Proponents of capital punishment, unresponsive to arguments that the death penalty is immoral, may seize upon the new, practical approach to “fixing” the process. They may reason that public opinion has made the death penalty assailable for the first time in decades, and that the more the process is cleaned up, the less vulnerable it will be.
Whether this happens remains to be seen. In some ways, the effect of the new reform movement has been to lay a chess game, with each side called upon to employ strategy and nerve. If the movement succeeds, there are bound to be some Gordian legal and procedural questions, and lots of fancy political footwork. With any luck, legislators will pass a moratorium that will give North Carolinians space and time to examine what it means to support state-sanctioned killing. Mustering all optimism, it’s possible to imagine voters deciding to call a permanent end to executions. It’s also possible that the best we can hope for is to make improvements and create remedies that ensure a greater measure of fairness and humaneness. In other words, to clean up Cain.
Jody Pope and I had very little in common, but we were both fans of Truman Capote’s In Cold Blood. Jody fancied himself a wandering artist–just like Perry Smith, one of the two killers whose execution Capote describes at the end of the book. “Course, I never murdered anyone,” Jody told me reassuringly, “but I liked Perry Smith. How there was something about him, you know, something good, despite what he did. Plus which, I liked what he said right before they hung him.”

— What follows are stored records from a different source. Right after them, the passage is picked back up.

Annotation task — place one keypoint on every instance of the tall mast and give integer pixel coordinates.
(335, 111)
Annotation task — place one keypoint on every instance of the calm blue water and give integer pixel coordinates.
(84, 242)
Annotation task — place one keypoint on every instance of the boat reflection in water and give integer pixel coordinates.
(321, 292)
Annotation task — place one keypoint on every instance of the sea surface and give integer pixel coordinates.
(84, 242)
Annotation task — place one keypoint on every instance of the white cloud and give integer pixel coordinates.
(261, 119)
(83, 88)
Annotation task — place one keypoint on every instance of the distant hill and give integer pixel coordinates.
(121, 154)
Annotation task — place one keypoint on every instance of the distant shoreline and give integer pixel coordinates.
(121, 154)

I went back to look at those passages recently, because I remember liking them as well. On the night of his execution, Capote writes, Smith entered the warehouse gallows in a Kansas state penitentiary and glanced gravely at the hangman, perched on the gallows platform. Asked if he had any last words, Smith looked down at his manacled hands. “I think,” he said, “it’s a helluva thing to take a life in this manner.”